England's swimmers are looking forward to improving on their last Commonwealth Games performance, the mighty Ian Thorpe notwithstanding.

"Athletes like Ian Thorpe are discussed by every swimming nation in the world," England head coach Ian Turner told journalists on Saturday at the Aquatics Centre where Thorpe and his Australian team mates are expected to rule in the pool.

"Why did he have to be born in Australia to start with?" he added amid laughter.

"Athletes like Ian Thorpe are prevalent in every sport. We have to have strategies obviously...He can be DQ'd (disqualified), like the rest of us, he can miss the wall, he can forget to put his entries in -- but I doubt whether that will happen.

"The guy's only human and we hope that the things that happen to us happen to him as well."

Thorpe is contesting seven events in Manchester when the swimming begins on Tuesday and is generally expected to win six, with fellow Australian Matt Welsh favourite to beat him in the 100 metres backstroke.

The Australians are inevitably favourites to win most of the swimming events but hosts England aim to beat the medal tally they achieved at the last Commonwealth Games in Kuala Lumpur in 1998.

"We are expecting a successful Commonwealth Games.

"We won 22 medals in Kuala Lumpur, five of them were gold, and obviously our aim and objective is to make sure we get more than five golds and that we beat our total of 22 medals from the last championships," Turner said.

EXPERIENCED ENGLAND

An experienced England squad includes three defending champions -- Mark Foster (50 metres freestyle), James Hickman (200 butterfly) and Katy Sexton (200 backstroke).

It also contains three 1994 gold medallists -- backstrokers Martin Harris and Adam Ruckwood and freestyler Karen Pickering -- and some promising younger swimmers.

Turner said British swimming was on the way up after the disappointment of the 2000 Sydney Olympics, where the team failed to win a single swimming medal.

He attributed the improvement to Bill Sweetenham, himself an Australian, who took over as national performance director after the Olympics.

"We have a very, very motivated performance director who is determined to be successful in Great Britain and we are all hooked into that and looking forward to the future," Turner said.

Sweetenham, he said, had brought confidence, knowledge, and an understanding of the requirements for getting to the highest level.

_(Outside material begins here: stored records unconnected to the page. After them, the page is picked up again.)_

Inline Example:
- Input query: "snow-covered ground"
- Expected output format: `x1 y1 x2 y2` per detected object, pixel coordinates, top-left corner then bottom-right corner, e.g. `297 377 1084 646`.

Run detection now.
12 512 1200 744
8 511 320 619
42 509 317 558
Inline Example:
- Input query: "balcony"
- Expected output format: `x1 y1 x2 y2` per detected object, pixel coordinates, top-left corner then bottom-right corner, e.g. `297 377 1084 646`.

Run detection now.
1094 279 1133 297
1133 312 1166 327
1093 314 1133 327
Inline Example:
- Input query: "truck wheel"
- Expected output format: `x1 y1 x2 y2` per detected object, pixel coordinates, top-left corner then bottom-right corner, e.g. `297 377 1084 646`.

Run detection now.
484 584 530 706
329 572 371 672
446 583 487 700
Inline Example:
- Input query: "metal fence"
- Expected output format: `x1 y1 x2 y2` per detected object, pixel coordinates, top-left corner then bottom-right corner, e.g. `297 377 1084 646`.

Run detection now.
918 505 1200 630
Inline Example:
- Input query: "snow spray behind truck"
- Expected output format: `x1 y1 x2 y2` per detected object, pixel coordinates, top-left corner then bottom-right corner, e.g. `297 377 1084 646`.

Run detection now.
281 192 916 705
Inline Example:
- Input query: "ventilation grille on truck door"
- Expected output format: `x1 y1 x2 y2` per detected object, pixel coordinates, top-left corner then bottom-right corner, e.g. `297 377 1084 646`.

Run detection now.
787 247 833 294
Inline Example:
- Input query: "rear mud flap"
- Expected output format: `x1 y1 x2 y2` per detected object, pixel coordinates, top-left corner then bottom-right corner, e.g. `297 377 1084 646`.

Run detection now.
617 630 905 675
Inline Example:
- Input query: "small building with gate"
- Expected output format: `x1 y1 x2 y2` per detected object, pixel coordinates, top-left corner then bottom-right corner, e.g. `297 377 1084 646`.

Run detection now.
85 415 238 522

"Obviously we're taking on the team which are the current world champions and we're well aware of the size of the task in hand," Turner said.

"The Australians at last year's world championships outmedalled the U.S. That is some opposition but there are umpteen (many) events where England...can be successful."

Turner said England needed to get as close as they could to the medal tally of the Australians and stay in front of the Canadians.

"Obviously this is just one step on the way to Athens (2004 Olympics) and that's our ultimate aim and objective -- to do somewhat better in Athens than we did in Sydney."